I have taken a lot of flack in my book over a statement I made that I don’t believe any company should lose the training function, but some training departments should be closed for gross incompetence.
Associates of mine jumped me from every direction that I was being too hard and lacked empathy for my fellow trainers, so I needed to remind them that incompetent trainers have two choices. They can improve their skills, or find another career. If they are not willing to improve then they are doing more harm than good in a training role.
Companies that go through the audit process sometimes uncover that their training department needs to close, or at the very least needs to rotate staff out and bring in new talent. I encourage this when I find personnel that lack the heart of a trainer.
I coined the phrase heart of a trainer as someone who deeply wants to help people learn and are continual learners themselves. If your training department lacks this heart, then it is time for emergency surgery!
I do recommend that we try and treat the illness first before jumping to amputation, but if that is the last option to curing the department I will endorse it.

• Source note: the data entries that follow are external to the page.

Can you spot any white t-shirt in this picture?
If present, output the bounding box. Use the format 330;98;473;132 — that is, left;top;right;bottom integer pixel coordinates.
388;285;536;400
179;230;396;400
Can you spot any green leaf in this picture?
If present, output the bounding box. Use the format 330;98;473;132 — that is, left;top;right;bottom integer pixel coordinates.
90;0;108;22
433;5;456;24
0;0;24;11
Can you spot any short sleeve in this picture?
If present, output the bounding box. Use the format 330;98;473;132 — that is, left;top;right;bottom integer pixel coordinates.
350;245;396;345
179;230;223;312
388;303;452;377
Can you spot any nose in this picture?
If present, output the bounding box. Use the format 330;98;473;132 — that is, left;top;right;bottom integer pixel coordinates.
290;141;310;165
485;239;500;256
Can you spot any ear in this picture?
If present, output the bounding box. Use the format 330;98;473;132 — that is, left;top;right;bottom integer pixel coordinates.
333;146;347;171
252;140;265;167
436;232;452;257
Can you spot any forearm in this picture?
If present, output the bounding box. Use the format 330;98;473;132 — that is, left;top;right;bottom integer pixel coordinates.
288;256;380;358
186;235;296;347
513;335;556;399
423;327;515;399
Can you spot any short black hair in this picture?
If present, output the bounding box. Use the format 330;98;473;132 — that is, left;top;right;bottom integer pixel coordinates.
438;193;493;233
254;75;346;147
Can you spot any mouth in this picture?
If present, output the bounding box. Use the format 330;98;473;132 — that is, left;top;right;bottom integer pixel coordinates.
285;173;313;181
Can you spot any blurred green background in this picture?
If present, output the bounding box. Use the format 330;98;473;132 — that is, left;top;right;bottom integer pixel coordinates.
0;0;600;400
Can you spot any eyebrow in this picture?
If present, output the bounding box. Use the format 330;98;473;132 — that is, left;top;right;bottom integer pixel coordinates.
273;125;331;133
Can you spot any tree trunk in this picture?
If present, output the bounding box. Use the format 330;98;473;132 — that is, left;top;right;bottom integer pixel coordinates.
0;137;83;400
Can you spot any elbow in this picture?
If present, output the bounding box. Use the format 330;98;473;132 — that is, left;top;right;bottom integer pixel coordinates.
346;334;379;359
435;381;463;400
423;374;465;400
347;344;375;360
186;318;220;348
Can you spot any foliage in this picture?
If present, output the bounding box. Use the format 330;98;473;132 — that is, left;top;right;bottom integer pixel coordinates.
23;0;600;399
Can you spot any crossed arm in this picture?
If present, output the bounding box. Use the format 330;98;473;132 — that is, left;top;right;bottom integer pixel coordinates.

I look forward to hearing your side of this issue!
I’m often asked to pick one thing that will be the best action to remain a healthy training department. Being a big fan of employee recognition as a motivator, I always respond Celebrate Your Success!
Any training function that is standing around waiting for the company to congratulate them on their outstanding achievements should be wearing a good pair of shoes, because the wait can be a long one. Of course companies celebrate big wins, but if a training department has one of those a year that is not enough to motivate everyone for the whole year.
As training leaders, you need to create and foster constant recognition for achievements of due dates, creativity, problem solving, and successful implementations. You want your team members to participate in rewarding others, and that includes rewarding up.
One of the most memorable moments I’ve had as a training leader came when the staff recognized that the company was taking my efforts for granted and missed a pivotal chance to pat me on the back for implementing a large initiative. They took matters into their own hands and throw us all a party one day to recognize each other and pat each other on the back. That was 6 years ago, but I remember it still today.
So what can you celebrate this week? Share what it was and what you did to show appreciation. How has it improved the health of your training function?
I sometimes wonder what is worse between these two scenarios. Choosing to not find out if you are healthy, or ignoring the treatment of a diagnosis and staying ill. I ran into this wall once again with a small company currently in bad shape.
The CEO of the company read an article I wrote on making sure your training team is skilled in training before expecting them to magically train others. He called me about a new initiative they were planning to train their customers in a brand new service they offered. They had chosen the trainer and another person to write the materials.
I offered to speak with both of these people, and I’d say they found good and caring people who wanted to do the job well. This is something I feel brings you half way to success!
However, neither person had done this work before and a lot was riding on complete success. I suggested to the CEO that they should work with a training delivery coach and an instructional designer to review the work. A very small investment to ensure that the training would enable the clients to grab on to this new service and run with it.
The response was priceless, as he said they think they are in good enough shape. Thousands of dollars will be spent on development, training, facilities and marketing and they essentially are going to give it a go with one foot in the grave.
Like my doctor tells me, I can’t make you take a prescription, I can only tell you how it will improve your health. You have to decide if you want to get better or stay ill.